Thursday, April 30, 2009

Political Correctness, Guantamo, and Noble Dinosaurs


It used to be said that self-preservation is the first law of nature. But much of what has been happening in recent times in the United States, and in Western civilization in general, suggests that survival is taking a back seat to the shibboleths of political correctness….We have already turned loose dozens of captured terrorists, who have resumed their terrorism. Why? Because they have been given “rights” that exist neither in our laws nor under international law….What Matters More, National Survival or Political Correctness?, Thomas Sowell, National Review, 4/29/09

Sowell, as sharp a commentator as there is, is as appalled as we should be by the naiveté of political correctness. It’s not new, sadly. Those who lived through the quiet riot of the 1970s in urban America remember the cries from liberal Democrats about the poor, helpless anger that motivates crime. It was a topic of jokes among New York gangsters, a very funny leitmotif in the 1956 musical West Side Story, but paralyzed the police force as officials, elected, appointed, and self-appointed (the latter mostly jurists) defined correct police conduct toward criminal suspects as being somewhat similar to a courtier’s behavior before the King of France. What a price we paid in New York City.

You can see a little of that in American Gangster, and a great deal more in the oeuvre of Sidney Lumet, but for those who lived through it, and beyond, really all the way to the middle of Mayor Giuliani’s term of office, it was a daily nightmare. What Giuliani understood, as did those NY cops not corrupted by drug money or other bag work, was that it didn’t matter if Abner X felt bad about how his daddy abandoned him, but that Abner X’s tirades, including use of machine pistols, Glocks, and knives, had to be stopped. The lawyers, juries, and judges could sort out the motive after the crime wave had ended. What mattered, first and foremost, was ending the capacity of young men especially from committing violence upon their fellow citizens in pursuit of gain. Why?

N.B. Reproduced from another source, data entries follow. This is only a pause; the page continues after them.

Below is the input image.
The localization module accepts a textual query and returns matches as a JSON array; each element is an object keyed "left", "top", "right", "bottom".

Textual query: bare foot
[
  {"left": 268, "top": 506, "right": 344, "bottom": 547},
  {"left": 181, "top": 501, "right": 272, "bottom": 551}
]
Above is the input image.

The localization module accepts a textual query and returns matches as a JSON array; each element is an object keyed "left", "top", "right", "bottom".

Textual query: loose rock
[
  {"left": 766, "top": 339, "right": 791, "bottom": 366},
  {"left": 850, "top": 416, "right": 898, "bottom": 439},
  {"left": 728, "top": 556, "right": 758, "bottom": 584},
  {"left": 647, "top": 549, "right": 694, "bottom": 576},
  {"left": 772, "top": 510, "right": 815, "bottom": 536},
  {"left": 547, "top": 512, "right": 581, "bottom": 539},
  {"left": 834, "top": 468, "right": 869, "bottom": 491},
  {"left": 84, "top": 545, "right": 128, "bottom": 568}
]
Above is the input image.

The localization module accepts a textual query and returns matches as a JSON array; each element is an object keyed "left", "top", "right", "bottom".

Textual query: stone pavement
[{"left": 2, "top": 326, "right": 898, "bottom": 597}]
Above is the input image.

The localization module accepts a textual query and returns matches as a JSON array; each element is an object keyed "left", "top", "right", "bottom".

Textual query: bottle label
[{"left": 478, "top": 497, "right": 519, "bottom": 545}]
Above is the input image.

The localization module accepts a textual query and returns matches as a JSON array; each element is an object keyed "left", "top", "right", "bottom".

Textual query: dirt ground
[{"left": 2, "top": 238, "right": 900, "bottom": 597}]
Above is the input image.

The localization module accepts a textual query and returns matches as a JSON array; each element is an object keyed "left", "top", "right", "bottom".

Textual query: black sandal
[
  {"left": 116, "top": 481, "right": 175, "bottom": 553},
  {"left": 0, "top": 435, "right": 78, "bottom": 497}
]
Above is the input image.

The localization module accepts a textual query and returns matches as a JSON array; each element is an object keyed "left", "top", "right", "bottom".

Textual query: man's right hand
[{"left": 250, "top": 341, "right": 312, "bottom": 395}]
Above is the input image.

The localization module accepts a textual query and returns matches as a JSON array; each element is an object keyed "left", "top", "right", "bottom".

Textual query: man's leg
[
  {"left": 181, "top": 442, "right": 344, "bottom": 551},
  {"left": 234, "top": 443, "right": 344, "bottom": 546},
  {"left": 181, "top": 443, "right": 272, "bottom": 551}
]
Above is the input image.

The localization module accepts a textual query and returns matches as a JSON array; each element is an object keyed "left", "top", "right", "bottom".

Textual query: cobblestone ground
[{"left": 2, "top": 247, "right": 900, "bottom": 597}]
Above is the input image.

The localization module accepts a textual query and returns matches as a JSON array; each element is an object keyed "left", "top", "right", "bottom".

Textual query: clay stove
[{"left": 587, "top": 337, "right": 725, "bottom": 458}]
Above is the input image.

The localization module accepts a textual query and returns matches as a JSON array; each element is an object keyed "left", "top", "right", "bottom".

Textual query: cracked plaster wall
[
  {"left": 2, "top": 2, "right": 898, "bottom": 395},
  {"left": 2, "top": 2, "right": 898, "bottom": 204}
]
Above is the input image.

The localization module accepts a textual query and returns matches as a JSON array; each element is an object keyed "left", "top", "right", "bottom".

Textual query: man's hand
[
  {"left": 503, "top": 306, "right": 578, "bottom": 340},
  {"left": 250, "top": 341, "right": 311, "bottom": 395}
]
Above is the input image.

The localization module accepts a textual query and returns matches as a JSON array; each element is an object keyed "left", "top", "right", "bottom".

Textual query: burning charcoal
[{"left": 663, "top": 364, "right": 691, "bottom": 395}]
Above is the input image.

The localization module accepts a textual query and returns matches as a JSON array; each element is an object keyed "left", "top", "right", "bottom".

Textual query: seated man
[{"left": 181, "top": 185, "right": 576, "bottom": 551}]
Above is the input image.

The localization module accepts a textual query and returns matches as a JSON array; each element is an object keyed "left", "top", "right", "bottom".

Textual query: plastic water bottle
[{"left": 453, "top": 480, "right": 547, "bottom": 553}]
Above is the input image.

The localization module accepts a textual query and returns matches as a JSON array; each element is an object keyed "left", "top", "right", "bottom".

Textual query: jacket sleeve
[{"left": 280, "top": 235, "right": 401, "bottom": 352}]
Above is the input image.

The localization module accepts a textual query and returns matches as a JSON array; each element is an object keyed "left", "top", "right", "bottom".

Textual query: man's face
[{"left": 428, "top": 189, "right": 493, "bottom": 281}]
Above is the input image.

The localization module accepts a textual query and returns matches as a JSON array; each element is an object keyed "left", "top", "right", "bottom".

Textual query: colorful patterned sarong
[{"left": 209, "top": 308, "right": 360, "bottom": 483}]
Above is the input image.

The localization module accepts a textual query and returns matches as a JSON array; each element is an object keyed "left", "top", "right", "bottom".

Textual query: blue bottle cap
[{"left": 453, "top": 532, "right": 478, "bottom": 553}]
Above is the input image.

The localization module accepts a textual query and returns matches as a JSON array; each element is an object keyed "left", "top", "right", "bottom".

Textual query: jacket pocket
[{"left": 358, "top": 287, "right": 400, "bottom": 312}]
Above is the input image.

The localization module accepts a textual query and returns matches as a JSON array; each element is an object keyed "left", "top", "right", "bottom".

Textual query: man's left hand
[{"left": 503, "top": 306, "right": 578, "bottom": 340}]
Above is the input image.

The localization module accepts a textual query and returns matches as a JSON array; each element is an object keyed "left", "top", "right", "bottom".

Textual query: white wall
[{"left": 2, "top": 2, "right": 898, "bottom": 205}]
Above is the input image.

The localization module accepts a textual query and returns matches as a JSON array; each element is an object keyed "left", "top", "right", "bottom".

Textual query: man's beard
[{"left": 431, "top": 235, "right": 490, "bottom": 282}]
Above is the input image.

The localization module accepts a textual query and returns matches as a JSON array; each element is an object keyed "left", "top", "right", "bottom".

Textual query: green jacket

Such leaders and police officers understood that no civil discourse is possible in an atmosphere of mayhem and murder. But, to politicians like John Lindsay or, later, David Dinkins, that perception was unavailable to their ideological interpretation of violent young men. They proceeded as if what everyone in the street knew firsthand was simply a disturbing, popular neurosis, the while the city disintegrated. This is how the Left always operates. It pays no attention to contingency, to observation, to common sense. It would rather die a noble dinosaur than survive as a human being.